The PK 27 -- Track 7
At times, it's not the best thing to hear, but the fact remains: you are who you are, and you do what you do (and you haven't done much).*
Years ago, you attended an Ozzfest in Minneapolis, which should have been held at a different venue but wasn't (due to gratuitous complications). Alongside thousands of agitated ticket holders, you protested the delay of admission, and the police felt that your actions were unwarranted. People were herded, crutches were used as weapons, and books were thrown at random folks, including you. The amusing part was that just two hours earlier, these books, entitled Knowing Karma, Knowing You had been distributed to the unruly populace by kindly European Buddhist monks. Situations like that make sense to guys like you: mobs, monks, and manuals should, ideally, go hand-in-hand, and it also seemed natural when you got hit in the face by one of those inspired textbooks, albeit one that had been set ablaze by some rabid Manson fan. Luckily, you weren't scorched, nor had your nose been broken, although it had bled considerably. Rock 'n' roll. Tantric perfection.
Years later, you'd hang out at an quasi-Irish themed, Korean owned pub, and this one dude that looks a bit like you would do the very same thing with a book about Zen, except that in this instance, the guy was someone known to you, and you're tempted to forgive him based upon the fact that such an action was precipitated by the assertion that Terry Michos is the penultimate actor of his generation, right behind Tony Danza.
A PK 27 track belongs here, nestled within the peaks and valleys that define gnarled, variegated reality.

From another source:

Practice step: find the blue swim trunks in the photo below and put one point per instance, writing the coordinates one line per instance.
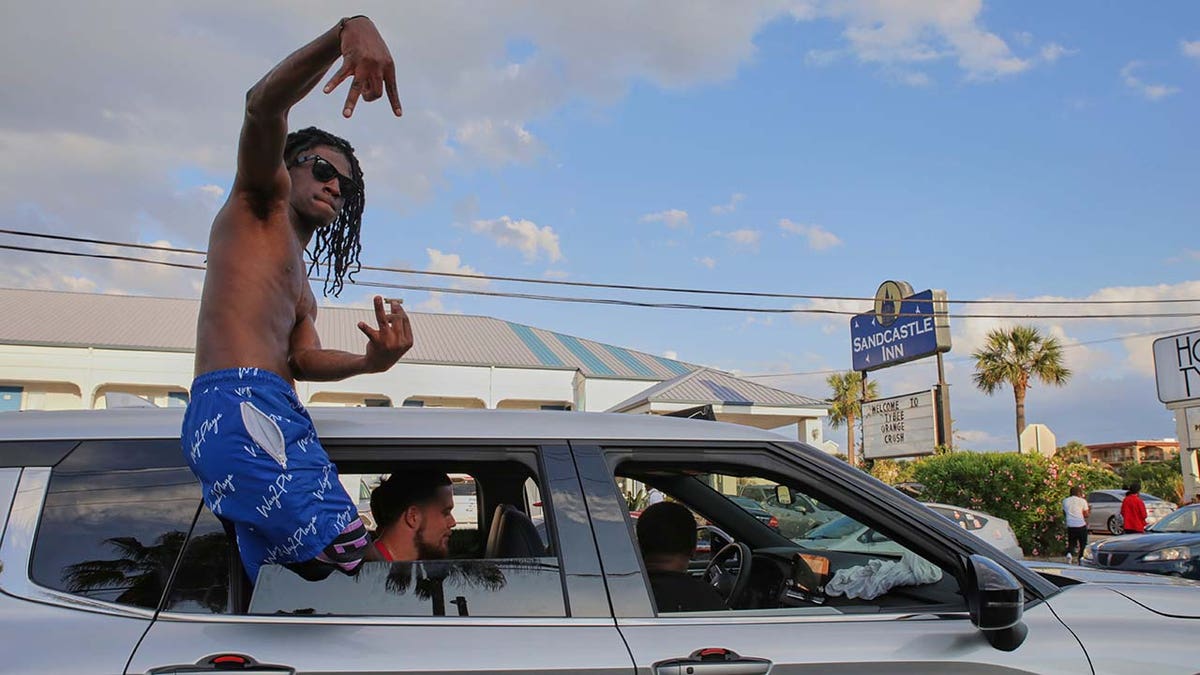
(252, 444)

That track shall be:
L.S.F., by Kasabian
Why? Because sometimes you need a beat, an anthem to accompany the numerous, rarefactional, positively psychedelic experiences you've endured, voluntarily or otherwise. Take a picture of yourself in the subway and then flip it upside down. Use a water balloon launcher to lob a Molotov cocktail toward a Neo-Nazi protest at Rutgers back in '97 (before grenades came into fashion on the prestigious east coast university scene). Drive a maroon Ford Taurus station wagon down the interstate, using your knees to navigate because you hold a lit cigarette in each hand (as well as a lone, jumbo blue raspberry Icee). Show up to a court hearing with a bag of Ranch Fritos**, munch on them throughout the proceedings, and still be awarded a mammoth sum of money. Corner a rapist, and rip the licentious bastard's genitals off with your bare hands.*** Suffer through the latest Radiohead album.****
Stuff like that begs for a song, and an oft (and, perhaps, deservedly so) neglected British band should be the one to create it, although it's unfortunate that the video is on par with the quality of your post. Nonetheless, with nonsensical lyrics such as Come on it, electronic / A polyphonic prostitute, the motors, on fire / Messiah for the animals to accentuate the pulsating, infectious rhythm, you know you dig it.
Lindsey Buckingham
___________________
* You weren't a journalism major, after all, so you'll never be a real man with real experiences.
** That's right, you said Ranch Fritos, and the money was cool, but it's hardly the thing that you really care about.
*** You said that people weren't to discuss the incident in public, TMH, but that was fucking crazy, and just had to be mentioned.
**** Joking, of course. Best disc since the Bends, if you're on crack. Still a great collection, insanity notwithstanding.